Este jovem, que prefere o anonimato, concorda que a situação do consumo de bebidas alcoólicas em Cabo Verde seja preocupante, mas vê as várias proibições como sendo excessivas. Por outro lado questiona o tratamento diferenciado que a lei faz sobre o consumo, venda e publicidade em festivais, que são, na sua opinião, os eventos onde a sensibilização deveria ser mais incisiva.
A empresa Salss também não sabe se os jovens contratados para o marketing da bebida que distribui terão emprego após a entrada em vigor da lei. “Temos colaboradores em São Vicente, na Praia e no Sal que fazem o contacto direto com os estabelecimentos. Temos concursos de bola, carteiras, entre outros objetos relacionados com a cerveja e não sabemos se o marketing vai passar a ser apenas nalguns estabelecimentos ou se será nulo”, diz Cândido Salomão.
De acordo com o empresário, falta uma socialização melhor da lei. Sem essa operação, todos ficam confusos sobre a sua interpretação.
Implicações económicas
De acordo com o representante da Salss, com a lei poderá ser preciso a retirada de todos os pertences com marcas da bebida dos estabelecimentos, o que trará prejuízo económico para estes locais. “Distribuímos mesas e cadeiras e frigoríficos com diversos usos para os estabelecimentos. Um frigorifico daqueles custa pelo menos 80 mil escudos e não nos interessa recolhê-los porque sabemos que terá implicações económicas nestes locais”, sublinha Salomão. Por outro lado, a empresa espera ainda para ver qual será a tendência das vendas, após 5 de Outubro.
Alcoolismo em Cabo Verde
A alta taxa de alcoolismo em Cabo Verde parece preocupar todos os nossos entrevistados. Estes defendem que a situação demandava mudanças, mas principalmente em termos de fiscalização.
“Em São Vicente, o Código de Posturas não permite que pessoas andem nas ruas carregando copos ou garrafas nas mãos ou que consumam em locais públicos. A medida não é nova”, explica o representante da Salss, que questiona como será feita agora a abordagem pela Polícia, se haverá uso de força para combater esta atitude em caso de prevaricação.
Por outro lado, o jovem que teme ficar sem emprego receia ainda que, devido a tantas proibições, o efeito da lei seja o contrário do pretendido. “Em casa, as pessoas podem passar a consumir mais do que se estivessem numa esplanada na Praça Nova, por exemplo.”

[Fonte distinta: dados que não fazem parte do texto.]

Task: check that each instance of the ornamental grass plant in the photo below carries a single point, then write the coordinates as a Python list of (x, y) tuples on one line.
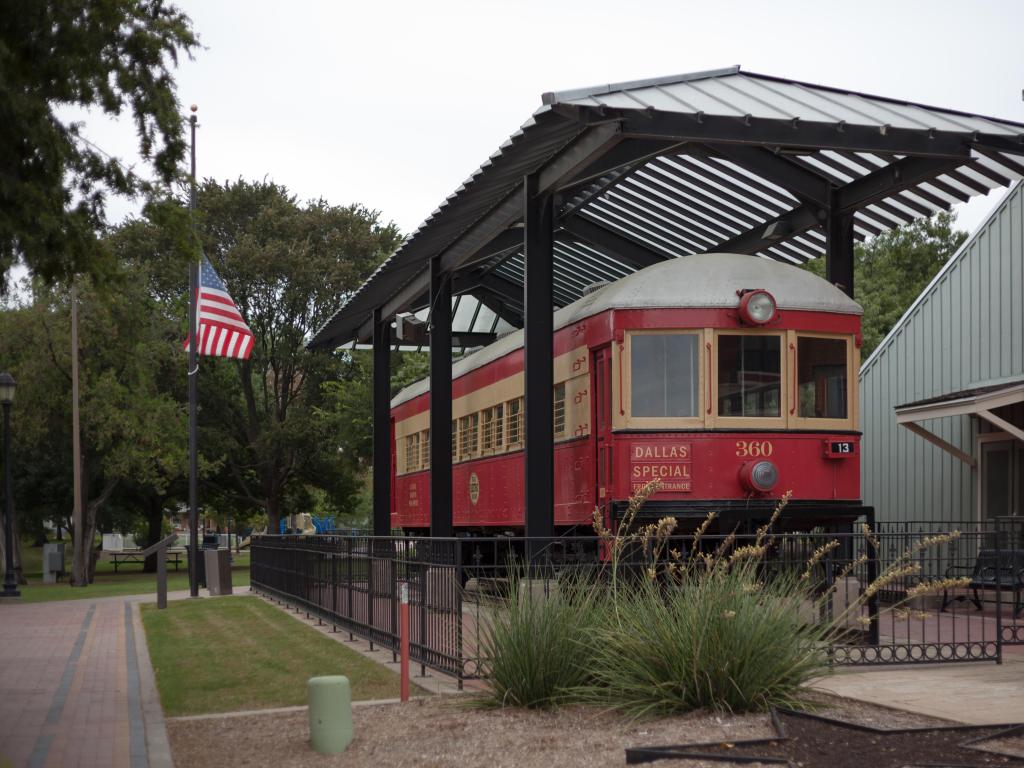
[(697, 624), (531, 639)]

Contra a proibição, a favor da informação e sensibilização
António Monteiro, presidente da UCID, acredita que, se a lei for devidamente regulamentada, poderá ajudar a sociedade, uma vez que o álcool tornou-se num perigo para a saúde pública. Adverte, no entanto, que não houve a devida socialização e isso fez com que houvesse ruído entre comerciantes do interior de Santiago, que questionam o futuro dos negócios.
Este deputado e líder da UCID adianta que não é a favor da proibição, mas sim da informação e sensibilização das pessoas. “O ser humano, de uma forma geral tem a tendência de ir para o que é proibido e, provavelmente, iremos criar conflitos desnecessários”, entende.
O papel da comunicação também será importante, na visão de Monteiro, caso a intenção da lei, publicada no Boletim Oficial a 8 de Abril, for de fazer valer a diminuição do consumo de álcool, através da sensibilização. Ao mesmo tempo acredita que a lei deveria levar em conta a sensibilidade da população, caso contrário não terá o efeito pretendido.
“Vamos ver se o governo estará atento ao impacto que esta deliberação trará na vida das pessoas e que possa corrigi-la, caso os resultados não forem os desejados”, conclui esse político.